Second, EPA now must go back to the drawing board on how it wants to regulate greenhouse gas emissions from power plants. The decision deals a major blow to the extent of emissions reductions EPA may be able to attain through current authority. According to last week’s regulatory agenda, the agency is expected to propose a rule on this issue in March. It is not clear whether the agency had presumed a CPP-like approach was doomed legally (the Supreme Court decision was hardly a surprise) and is already contemplating a new structure.

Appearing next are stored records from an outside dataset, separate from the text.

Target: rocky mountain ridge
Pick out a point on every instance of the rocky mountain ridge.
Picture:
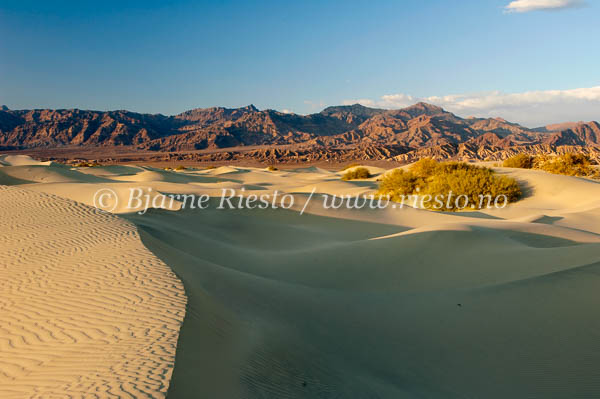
(336, 133)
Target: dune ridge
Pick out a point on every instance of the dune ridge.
(86, 311)
(370, 303)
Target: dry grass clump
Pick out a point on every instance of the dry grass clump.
(569, 164)
(357, 174)
(439, 184)
(523, 161)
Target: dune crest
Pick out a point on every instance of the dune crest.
(85, 309)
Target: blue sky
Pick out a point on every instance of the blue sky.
(473, 57)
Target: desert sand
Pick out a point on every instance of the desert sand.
(392, 303)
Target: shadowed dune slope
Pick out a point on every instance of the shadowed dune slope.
(293, 306)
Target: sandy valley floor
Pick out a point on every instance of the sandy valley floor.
(394, 303)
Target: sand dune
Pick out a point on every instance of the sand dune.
(390, 303)
(85, 310)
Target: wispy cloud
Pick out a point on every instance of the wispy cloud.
(521, 6)
(532, 108)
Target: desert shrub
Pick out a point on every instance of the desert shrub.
(85, 164)
(569, 164)
(566, 164)
(355, 174)
(352, 165)
(438, 181)
(524, 161)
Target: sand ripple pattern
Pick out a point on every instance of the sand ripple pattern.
(86, 311)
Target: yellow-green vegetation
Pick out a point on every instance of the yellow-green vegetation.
(524, 161)
(448, 186)
(566, 164)
(570, 164)
(86, 164)
(356, 174)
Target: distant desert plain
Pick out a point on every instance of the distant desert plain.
(305, 302)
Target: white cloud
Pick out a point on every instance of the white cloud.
(536, 5)
(532, 108)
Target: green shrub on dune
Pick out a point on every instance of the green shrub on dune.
(428, 178)
(566, 164)
(356, 174)
(569, 164)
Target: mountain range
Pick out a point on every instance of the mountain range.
(337, 133)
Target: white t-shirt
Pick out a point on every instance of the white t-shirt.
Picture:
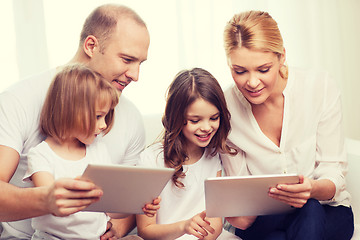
(312, 141)
(81, 225)
(182, 204)
(20, 108)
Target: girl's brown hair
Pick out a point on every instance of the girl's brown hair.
(70, 104)
(255, 30)
(188, 86)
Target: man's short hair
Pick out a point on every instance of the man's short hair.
(102, 21)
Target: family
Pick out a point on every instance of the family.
(275, 119)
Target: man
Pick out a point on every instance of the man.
(114, 42)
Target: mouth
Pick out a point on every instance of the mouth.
(255, 93)
(203, 137)
(119, 85)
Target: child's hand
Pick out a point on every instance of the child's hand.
(150, 209)
(198, 226)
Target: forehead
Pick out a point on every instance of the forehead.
(245, 57)
(201, 107)
(129, 38)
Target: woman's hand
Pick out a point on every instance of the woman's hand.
(198, 226)
(295, 195)
(150, 209)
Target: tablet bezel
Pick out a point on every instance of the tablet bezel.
(234, 196)
(126, 188)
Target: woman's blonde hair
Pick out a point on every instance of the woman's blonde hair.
(255, 30)
(70, 105)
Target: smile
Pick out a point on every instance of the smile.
(121, 83)
(205, 137)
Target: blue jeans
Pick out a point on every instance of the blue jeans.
(311, 222)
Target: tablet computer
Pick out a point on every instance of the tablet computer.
(244, 195)
(126, 188)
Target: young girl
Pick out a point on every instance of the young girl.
(79, 106)
(196, 124)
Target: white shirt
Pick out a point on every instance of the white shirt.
(20, 107)
(182, 204)
(80, 225)
(312, 141)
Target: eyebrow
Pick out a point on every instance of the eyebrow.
(263, 65)
(131, 57)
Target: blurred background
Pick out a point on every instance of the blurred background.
(318, 34)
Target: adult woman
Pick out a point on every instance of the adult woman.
(285, 121)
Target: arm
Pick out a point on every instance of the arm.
(62, 198)
(119, 227)
(199, 225)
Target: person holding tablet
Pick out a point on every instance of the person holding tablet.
(285, 120)
(196, 124)
(114, 42)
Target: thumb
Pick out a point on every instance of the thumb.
(301, 179)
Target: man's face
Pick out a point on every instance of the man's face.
(119, 61)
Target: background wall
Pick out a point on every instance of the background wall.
(322, 34)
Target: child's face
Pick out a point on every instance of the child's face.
(203, 120)
(100, 125)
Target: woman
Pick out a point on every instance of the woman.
(285, 121)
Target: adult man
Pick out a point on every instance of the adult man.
(114, 42)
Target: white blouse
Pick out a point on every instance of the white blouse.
(312, 141)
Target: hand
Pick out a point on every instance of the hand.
(150, 209)
(198, 226)
(295, 195)
(241, 222)
(67, 196)
(109, 233)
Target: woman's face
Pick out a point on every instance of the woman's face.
(256, 73)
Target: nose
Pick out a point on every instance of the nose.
(253, 81)
(133, 72)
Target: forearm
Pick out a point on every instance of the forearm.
(322, 189)
(21, 203)
(123, 225)
(161, 231)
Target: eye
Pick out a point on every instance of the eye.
(215, 118)
(264, 70)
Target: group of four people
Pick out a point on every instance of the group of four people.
(273, 120)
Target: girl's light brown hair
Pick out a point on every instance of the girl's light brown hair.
(71, 101)
(255, 30)
(188, 86)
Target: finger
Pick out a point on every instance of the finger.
(198, 225)
(107, 235)
(157, 200)
(75, 184)
(293, 201)
(152, 207)
(94, 194)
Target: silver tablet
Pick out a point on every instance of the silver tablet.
(244, 195)
(126, 188)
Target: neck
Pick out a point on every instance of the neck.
(71, 149)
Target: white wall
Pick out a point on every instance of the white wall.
(37, 34)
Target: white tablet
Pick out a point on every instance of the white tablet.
(244, 195)
(126, 188)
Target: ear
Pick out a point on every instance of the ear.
(283, 57)
(90, 45)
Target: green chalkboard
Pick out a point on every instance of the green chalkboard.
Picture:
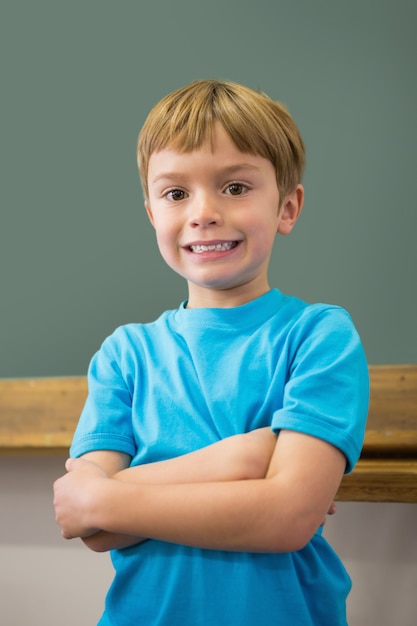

Third, the decision should signal to all federal agencies that rules that have major consequences and depart from agency norms will face greater scrutiny under the major questions doctrine. We now know for sure that rules aimed at addressing climate change are considered a major question. The decision would seem unfavorable to a proposed rule from the Securities and Exchange Commission regarding climate disclosures, for example. But far-reaching rules in other areas would also appear at risk unless agencies can point to clear congressional authority.
CONCLUSION
This decision realigns the operative balance of power in climate policy and potentially other major areas of regulatory policy. As Justice Gorsuch notes in his concurring opinion – likely alluding to President Obama’s now-famous phrase – “the Constitution does not authorize agencies to use pen-and-phone regulations as substitutes for laws passed by the people’s representatives.” The Supreme Court’s decision is a substantial setback for the Biden Administration’s climate agenda, which consists almost entirely of regulatory actions. The ruling should signal to Congress that it needs to develop a comprehensive climate policy sooner rather than later.